Focusing on the Wrong Number

The figure of 2,000 U.S. soldiers dead in Iraq is arbitrary and clouds our understanding of the war?s full impact.

Article created by The Century Foundation

America's enterprise in Iraq crossed a somber landmark when the 2,000th American soldier died this week. Most of the major papers focused on this story, and the New York Times printed photographs of 1,000 soldiers who have given their lives. But the figure of 2,000 is an arbitrary one, and clouds our understanding of the war’s impact. There are other numbers that give a fuller accounting of the costs of this war.

  • Fifteen thousand, for example: the number of America's wounded. While body armor and improved medical technology has raised the survival rate from 75 percent in Vietnam to 87 percent today, almost half of these injuries (7,159 of 15,220) are serious. Ten percent of the wounded will go home with spinal injuries. Another ten percent have experienced head injuries, and many will suffer brain damage. Amputation rates, at 6 percent, are double the historic norm. "You live," says Lt. Col. Craig Silverton, an orthopedic surgeon, "but you have these devastating injuries." "Somebody's got to pay the price," says Col. Joseph Brennan, a head and neck surgeon, "And these kids are paying the price."

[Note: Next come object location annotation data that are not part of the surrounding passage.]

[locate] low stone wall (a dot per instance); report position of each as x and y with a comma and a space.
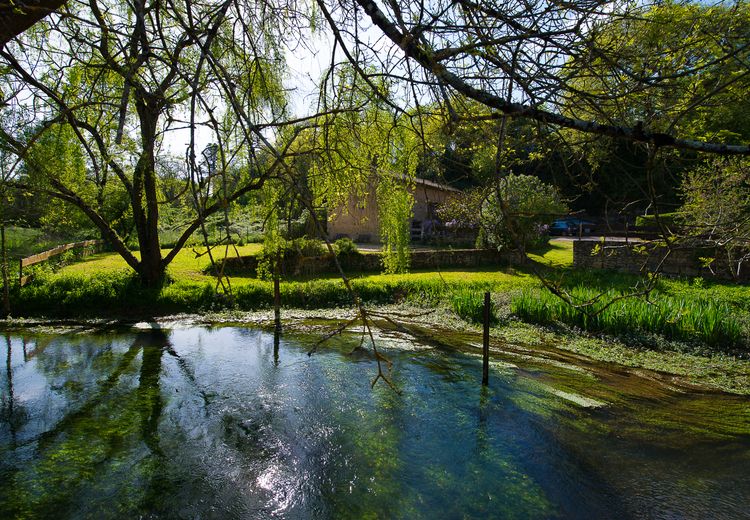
437, 259
635, 257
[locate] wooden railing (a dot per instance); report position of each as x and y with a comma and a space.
46, 255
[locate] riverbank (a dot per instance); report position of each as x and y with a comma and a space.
671, 366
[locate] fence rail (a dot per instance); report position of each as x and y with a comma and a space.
46, 255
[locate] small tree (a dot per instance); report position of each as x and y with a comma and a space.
509, 215
716, 212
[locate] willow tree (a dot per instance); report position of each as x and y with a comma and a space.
125, 75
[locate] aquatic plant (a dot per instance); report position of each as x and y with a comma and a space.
685, 319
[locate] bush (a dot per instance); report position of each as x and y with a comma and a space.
674, 318
668, 219
289, 252
345, 246
469, 305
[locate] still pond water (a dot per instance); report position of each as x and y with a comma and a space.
213, 422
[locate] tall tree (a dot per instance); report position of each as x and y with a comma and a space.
122, 76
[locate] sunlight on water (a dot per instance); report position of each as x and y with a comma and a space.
215, 422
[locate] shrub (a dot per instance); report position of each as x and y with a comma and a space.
289, 252
674, 318
345, 246
469, 305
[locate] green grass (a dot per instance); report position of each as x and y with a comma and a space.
556, 253
678, 318
103, 284
185, 266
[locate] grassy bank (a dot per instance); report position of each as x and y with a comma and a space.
704, 316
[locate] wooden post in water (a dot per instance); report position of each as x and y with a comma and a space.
276, 294
486, 342
276, 309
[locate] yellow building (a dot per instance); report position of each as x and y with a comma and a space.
359, 219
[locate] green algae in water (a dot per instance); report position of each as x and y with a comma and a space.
206, 422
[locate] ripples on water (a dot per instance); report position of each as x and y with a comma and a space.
213, 422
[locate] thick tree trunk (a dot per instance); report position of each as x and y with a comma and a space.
151, 267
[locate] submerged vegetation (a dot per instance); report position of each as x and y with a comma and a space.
705, 316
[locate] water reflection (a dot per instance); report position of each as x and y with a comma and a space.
240, 423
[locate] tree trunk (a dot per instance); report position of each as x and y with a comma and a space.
6, 288
151, 267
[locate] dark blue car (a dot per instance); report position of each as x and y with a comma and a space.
571, 226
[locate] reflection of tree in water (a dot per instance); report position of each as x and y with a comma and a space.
84, 453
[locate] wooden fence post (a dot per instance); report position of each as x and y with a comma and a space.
486, 342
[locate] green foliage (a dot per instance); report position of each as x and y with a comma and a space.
675, 44
513, 213
716, 209
469, 305
287, 252
395, 205
345, 246
668, 219
684, 319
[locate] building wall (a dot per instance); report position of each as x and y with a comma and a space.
359, 221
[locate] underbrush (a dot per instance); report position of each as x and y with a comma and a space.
676, 318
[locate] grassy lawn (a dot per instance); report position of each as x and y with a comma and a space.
187, 265
557, 253
103, 285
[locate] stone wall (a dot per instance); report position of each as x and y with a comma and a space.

    In March, a photo essay by Johnny Dwyer published in the New York Times Magazine described what the word "casualty" encompasses: "deep flesh wounds, burst eardrums, shattered teeth, perforated organs, flash burns to the eyes, severed limbs." The images are even more powerful; they strip away the anesthetized images we have of 'survivors.' These soldiers may survive, but their dreams—of playing sports again, going to college, walking on the beach—will not. Other soldiers, not tallied in these casualty figures, will suffer from psychological trauma for the rest of their days.

  • Three hundred and fifteen billion dollars is the price of health-care for the wounded, according to Linda Bilmes, a public finance professor at Harvard University. Blimes extrapolated from data on disability claims from the Gulf War to calculate this figure; if it is even close to the mark it will burden the Veteran Affairs department for decades.

  • Four thousand is the estimated number of families that have had a spouse or parent killed or seriously wounded. Many of these families are working class and have lost a primary breadwinner. Soldiers in National Guard and reserve units, who did not anticipate a lengthy and dangerous deployment when they signed up, now account for one-third of all dead and wounded.

  • Thirty thousand is the frequently-cited number of Iraqis who have died directly from the war. But when you factor in indirect results of the war—increased infant mortality, damage to infrastructure, the rise in criminality, and other changes from pre-war Iraq—the number skyrockets. A team led by Les Roberts of the Johns Hopkins School of Public Health, published a study one year ago in The Lancet that showed that the United States-led invasion had resulted in 100,000 Iraqi civilian deaths during the first 18 months. When you factor in injuries (in the hundreds of thousands) and economic disruption it becomes clear that the Iraqis are bearing staggering costs.

There is evidence that Americans are coming to terms with the war's consequences. An October NBC News/Wall Street Journal Poll shows a majority of Americans believe that the war was not worth it (by a 51 to 40 margin.) A Pew Center poll found that when asked "Do you think the U.S. should keep military troops in Iraq until the situation has stabilized, or do you think the U.S. should bring its troops home as soon as possible?" a plurality for the first time favored withdrawal. Though the 48 to 47 percent margin is statistically insignificant, it marks a major shift from October of last year, when Americans supported keeping troops in Iraq by a 57–36 margin. A Harris Poll published in The Wall Street Journal on Tuesday suggests that only 19 percent believe the situation for U.S. troops is improving while 44 percent think it's getting worse.

In 1971, John Kerry asked the Senate Foreign Relations Committee, "how do you ask a man to be the last man to die for a mistake?" With all the attention focused on a single number this week, it's worth remembering that a man can give his life without appearing in the fatality figures.